Hasil perhitungan tim tersebut, ada tiga tas yang ditemukan di speedboat dengan sebuah tas dikemas dalam tas berwarna kuning merah berisi 19 bungkus, satu kantung dikemas dalam tas berwarna hitam biru berisi 18 bungkus dan satu kantung dikemas dalam tas berwarna hitam polos berisi 13 bungkus dengan total 50 kg.

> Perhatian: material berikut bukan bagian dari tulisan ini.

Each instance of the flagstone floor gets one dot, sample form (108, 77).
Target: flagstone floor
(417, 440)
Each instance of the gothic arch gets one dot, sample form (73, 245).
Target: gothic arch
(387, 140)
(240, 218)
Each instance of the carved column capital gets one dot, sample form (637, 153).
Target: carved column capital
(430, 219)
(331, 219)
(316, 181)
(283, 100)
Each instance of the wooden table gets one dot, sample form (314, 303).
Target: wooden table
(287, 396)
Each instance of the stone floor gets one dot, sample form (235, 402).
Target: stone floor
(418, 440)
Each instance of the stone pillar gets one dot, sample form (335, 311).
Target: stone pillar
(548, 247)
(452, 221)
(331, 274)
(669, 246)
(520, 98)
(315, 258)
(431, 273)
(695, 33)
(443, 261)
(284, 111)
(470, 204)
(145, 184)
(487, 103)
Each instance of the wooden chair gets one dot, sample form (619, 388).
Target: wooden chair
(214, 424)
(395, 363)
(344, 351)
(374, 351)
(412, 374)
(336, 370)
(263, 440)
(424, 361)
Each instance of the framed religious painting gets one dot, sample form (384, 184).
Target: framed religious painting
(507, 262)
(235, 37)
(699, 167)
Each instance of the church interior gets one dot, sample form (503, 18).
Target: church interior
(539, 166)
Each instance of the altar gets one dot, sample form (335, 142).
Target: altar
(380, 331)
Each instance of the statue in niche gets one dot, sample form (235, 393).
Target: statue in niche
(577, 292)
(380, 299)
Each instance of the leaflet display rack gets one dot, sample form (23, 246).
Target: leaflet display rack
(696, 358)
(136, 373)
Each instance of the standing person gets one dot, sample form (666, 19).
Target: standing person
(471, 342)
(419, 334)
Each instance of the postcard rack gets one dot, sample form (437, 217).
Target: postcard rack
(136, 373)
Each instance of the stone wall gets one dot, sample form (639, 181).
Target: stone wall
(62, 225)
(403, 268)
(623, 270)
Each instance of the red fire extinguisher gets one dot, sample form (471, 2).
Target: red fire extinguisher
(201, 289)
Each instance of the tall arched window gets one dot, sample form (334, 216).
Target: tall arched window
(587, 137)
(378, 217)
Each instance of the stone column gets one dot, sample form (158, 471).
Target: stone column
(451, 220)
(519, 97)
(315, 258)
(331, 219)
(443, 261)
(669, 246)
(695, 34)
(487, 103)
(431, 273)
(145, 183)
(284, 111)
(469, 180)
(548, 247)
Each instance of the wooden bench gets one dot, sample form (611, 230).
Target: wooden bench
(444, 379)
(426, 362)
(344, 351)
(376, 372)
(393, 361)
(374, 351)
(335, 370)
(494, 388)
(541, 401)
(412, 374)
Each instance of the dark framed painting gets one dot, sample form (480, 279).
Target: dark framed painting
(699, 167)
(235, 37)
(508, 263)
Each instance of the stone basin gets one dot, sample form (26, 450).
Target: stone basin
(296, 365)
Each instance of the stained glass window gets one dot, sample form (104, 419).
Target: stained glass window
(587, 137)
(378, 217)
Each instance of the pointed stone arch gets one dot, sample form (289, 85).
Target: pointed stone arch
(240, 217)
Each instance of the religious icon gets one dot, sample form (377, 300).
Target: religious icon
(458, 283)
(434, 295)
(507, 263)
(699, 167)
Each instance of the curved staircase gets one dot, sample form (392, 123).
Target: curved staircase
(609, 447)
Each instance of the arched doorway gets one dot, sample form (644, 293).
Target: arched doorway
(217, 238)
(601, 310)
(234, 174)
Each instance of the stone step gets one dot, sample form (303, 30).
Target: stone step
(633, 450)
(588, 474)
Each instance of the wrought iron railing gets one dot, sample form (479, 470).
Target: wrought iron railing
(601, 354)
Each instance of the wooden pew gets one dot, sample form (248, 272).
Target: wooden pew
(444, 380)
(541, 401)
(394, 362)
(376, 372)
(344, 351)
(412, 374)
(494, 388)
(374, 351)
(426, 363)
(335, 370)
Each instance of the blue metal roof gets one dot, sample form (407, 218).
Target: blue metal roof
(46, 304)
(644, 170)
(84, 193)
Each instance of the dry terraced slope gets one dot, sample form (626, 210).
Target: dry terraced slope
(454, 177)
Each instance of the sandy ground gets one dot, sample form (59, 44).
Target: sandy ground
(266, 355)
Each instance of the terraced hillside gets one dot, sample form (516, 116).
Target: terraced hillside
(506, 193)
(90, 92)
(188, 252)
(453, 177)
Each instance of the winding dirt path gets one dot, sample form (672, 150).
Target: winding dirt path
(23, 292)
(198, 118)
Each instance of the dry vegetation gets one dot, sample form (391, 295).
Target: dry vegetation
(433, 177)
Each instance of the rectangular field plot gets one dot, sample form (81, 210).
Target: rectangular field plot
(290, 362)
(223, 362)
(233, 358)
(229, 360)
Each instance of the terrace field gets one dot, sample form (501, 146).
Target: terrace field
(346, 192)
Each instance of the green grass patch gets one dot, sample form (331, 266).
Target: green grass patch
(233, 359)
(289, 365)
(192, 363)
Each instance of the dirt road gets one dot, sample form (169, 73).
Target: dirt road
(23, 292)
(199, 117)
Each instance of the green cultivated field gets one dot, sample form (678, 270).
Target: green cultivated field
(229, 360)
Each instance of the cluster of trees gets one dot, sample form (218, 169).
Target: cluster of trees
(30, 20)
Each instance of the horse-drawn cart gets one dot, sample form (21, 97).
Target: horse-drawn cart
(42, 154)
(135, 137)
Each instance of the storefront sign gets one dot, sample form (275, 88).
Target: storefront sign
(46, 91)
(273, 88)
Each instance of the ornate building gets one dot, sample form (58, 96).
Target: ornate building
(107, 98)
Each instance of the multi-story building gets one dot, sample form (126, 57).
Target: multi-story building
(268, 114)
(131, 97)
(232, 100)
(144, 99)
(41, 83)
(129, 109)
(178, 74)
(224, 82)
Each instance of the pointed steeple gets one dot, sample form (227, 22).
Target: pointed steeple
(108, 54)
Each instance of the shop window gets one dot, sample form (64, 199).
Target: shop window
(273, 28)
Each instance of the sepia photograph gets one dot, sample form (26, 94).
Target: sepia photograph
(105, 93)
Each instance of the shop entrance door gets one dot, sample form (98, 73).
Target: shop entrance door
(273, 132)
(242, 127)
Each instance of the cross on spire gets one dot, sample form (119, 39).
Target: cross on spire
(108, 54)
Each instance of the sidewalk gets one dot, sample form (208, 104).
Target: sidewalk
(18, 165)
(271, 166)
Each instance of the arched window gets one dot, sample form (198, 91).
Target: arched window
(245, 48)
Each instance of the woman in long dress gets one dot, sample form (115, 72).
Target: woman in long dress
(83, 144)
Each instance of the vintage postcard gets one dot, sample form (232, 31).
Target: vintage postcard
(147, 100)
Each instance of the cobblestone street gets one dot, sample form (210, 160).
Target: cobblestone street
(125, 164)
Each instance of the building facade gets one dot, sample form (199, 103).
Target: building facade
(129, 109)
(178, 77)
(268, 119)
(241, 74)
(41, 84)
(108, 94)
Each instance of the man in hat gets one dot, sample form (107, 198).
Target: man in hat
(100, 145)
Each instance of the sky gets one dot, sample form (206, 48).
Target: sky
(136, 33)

Tampak hadir dalam kegiatan yang dipimpin langsung oleh Kepala Kantor Bea Cukai Dumai, Fuad Fauzi ini antara lain Dandenpomal Dumai, BNN Kota Dumai, serta perwakilan Polres Dumai, Kodim Dumai. Nampak hadir juga perwakilan Lembaga Swadaya Masyarakat penggiat anti narkoba di Kota Dumai.

Dari penindakan ini, pelaku dijerat pasal Pasal 113 ayat 1 dan 2 Undang-undang No. 35 Tahun 2009 tentang Narkotika. Berhasil pula diamankan barang bukti berupa Shabu (Methaphetamine) seberat kurang lebih 50.000 Gram Brutto, dengan nilai barang sekitar Rp. 100.000.000.000,00 (Seratus milyar rupiah). Sementara secara immaterial, jika peredaran ini gagal di tegah, berpotensi merusak kesehatan ratusan ribu generasi bangsa. Pelaku dan barang bukti selanjutnya di serahkan ke Badan Narkotika Nasional (BNN) untuk proses lebih lanjut.